Neither Clark nor the other two informants mentioned foul play as a possibility in McKay’s death. There was never any official government investigation of McKay’s death, nor did any documented contemporary account of his demise offer any credible evidence of foul play. Surely, if Clark had any suspicions of foul play in the death of his young friend, he would have informed the U.S. Signal Service. McKay’s successor, James W. Johnson, who arrived at Nushagak the summer of 1884, apparently never asked his superiors in San Francisco and Washington, D.C., to open an investigation into McKay’s death.

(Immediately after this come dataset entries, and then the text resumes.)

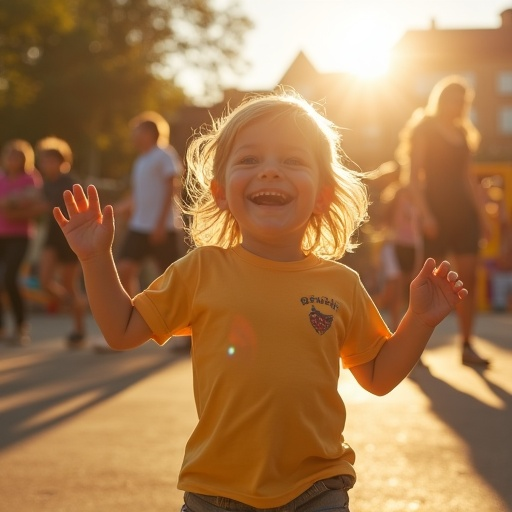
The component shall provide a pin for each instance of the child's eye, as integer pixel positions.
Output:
(248, 160)
(293, 160)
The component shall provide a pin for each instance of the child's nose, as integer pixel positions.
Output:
(270, 170)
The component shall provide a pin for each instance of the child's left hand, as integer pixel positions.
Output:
(435, 292)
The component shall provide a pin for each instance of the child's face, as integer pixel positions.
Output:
(272, 187)
(49, 165)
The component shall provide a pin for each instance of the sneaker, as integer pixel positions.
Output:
(102, 347)
(75, 340)
(471, 358)
(21, 339)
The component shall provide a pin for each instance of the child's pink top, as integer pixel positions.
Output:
(16, 187)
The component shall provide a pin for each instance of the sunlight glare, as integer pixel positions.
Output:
(367, 48)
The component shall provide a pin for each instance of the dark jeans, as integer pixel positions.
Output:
(330, 494)
(12, 254)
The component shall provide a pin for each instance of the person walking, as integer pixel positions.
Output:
(19, 193)
(437, 145)
(59, 269)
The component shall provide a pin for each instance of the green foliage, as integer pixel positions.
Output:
(80, 69)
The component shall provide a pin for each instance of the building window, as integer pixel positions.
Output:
(504, 84)
(505, 120)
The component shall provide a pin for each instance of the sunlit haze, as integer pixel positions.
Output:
(345, 35)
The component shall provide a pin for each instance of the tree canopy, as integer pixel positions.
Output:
(80, 69)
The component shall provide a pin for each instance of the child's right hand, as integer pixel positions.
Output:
(89, 231)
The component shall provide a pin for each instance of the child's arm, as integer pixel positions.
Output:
(90, 233)
(434, 293)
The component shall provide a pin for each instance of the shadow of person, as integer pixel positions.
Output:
(41, 389)
(484, 428)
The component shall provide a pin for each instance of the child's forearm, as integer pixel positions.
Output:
(400, 353)
(111, 306)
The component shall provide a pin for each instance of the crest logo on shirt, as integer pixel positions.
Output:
(320, 321)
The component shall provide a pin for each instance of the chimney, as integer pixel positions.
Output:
(506, 19)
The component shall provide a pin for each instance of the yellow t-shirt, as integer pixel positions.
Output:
(266, 347)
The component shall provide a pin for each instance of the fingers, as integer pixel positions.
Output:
(93, 198)
(443, 269)
(59, 217)
(81, 200)
(428, 267)
(77, 201)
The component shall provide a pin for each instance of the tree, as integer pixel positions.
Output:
(80, 69)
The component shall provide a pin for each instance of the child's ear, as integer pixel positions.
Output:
(219, 195)
(324, 199)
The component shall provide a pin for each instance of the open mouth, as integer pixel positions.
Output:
(270, 198)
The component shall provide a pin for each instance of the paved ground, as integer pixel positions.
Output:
(83, 432)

Patience and deference to the forces of nature were part of the Yup’ik culture, coupled with broad experience on the water. When the weather turned bad, Yup’ik men, who had life-long experience in skin boats on the Bering Sea, were far better prepared to deal with adverse weather than a young man who had only been in Alaska two years. McKay had little experience on Nushagak Bay, with its fearsome, 25-foot tides, spring ice floes, and sudden snowstorms with accompanying gale force winds. When the going turned very bad, perhaps it was every man for himself; McKay’s kayak was disabled, and he could not keep up with his Yup’ik companions.

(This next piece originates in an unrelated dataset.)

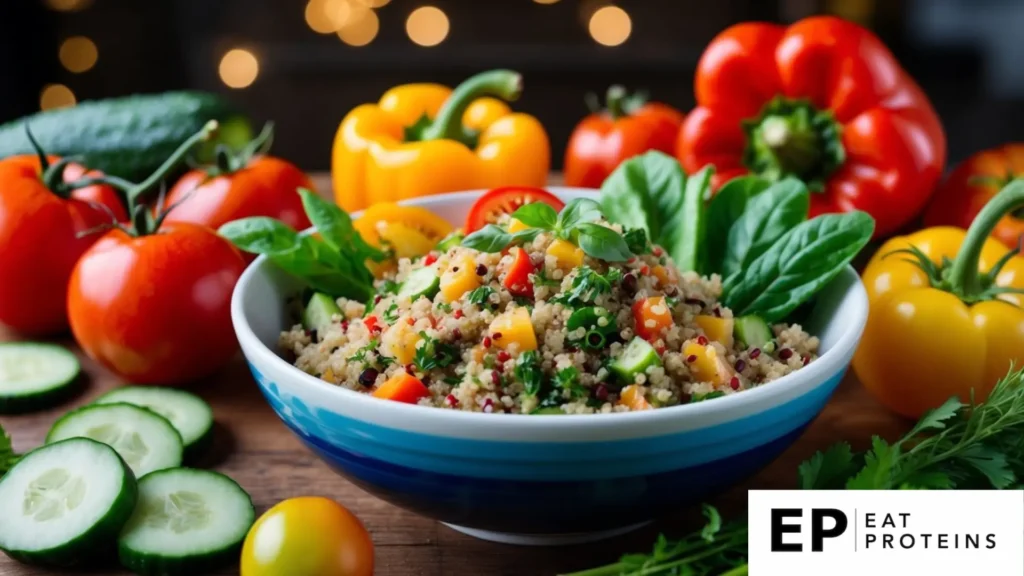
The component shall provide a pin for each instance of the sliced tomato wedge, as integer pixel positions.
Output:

As tragic as McKay’s death was, his legacy of work in the Bristol Bay region as the first resident scientist was considerable. Captain J.N. Mills of the U.S. Signal Service sums up the value of McKay’s contributions: “the . . . service has lost a faithful, intelligent and efficient member and that his service in connection with meteorological work of this office in Alaska has been highly appreciated . . . I am informed by Professor Baird that he had rendered extremely important service to the Smithsonian Institution and National Museum.” (Jordan 1883). In addition, McKay is considered to be the first documented Euro-American to see Lake Clark.
The tangible results of McKay’s few years of collecting at Nushagak include about 363 mammal and bird specimens and 123 plant species. He also collected mineral and important ethnographic specimens. His collection of Dena’ina and Yup’ik skin clothing is important to better understand the material culture of the Native people of Bristol Bay. In recognition of his excellent service, McKay’s Bunting, Plectrophenax hyperboreus, a rare passerine bird, was named after him (Mearns 1993).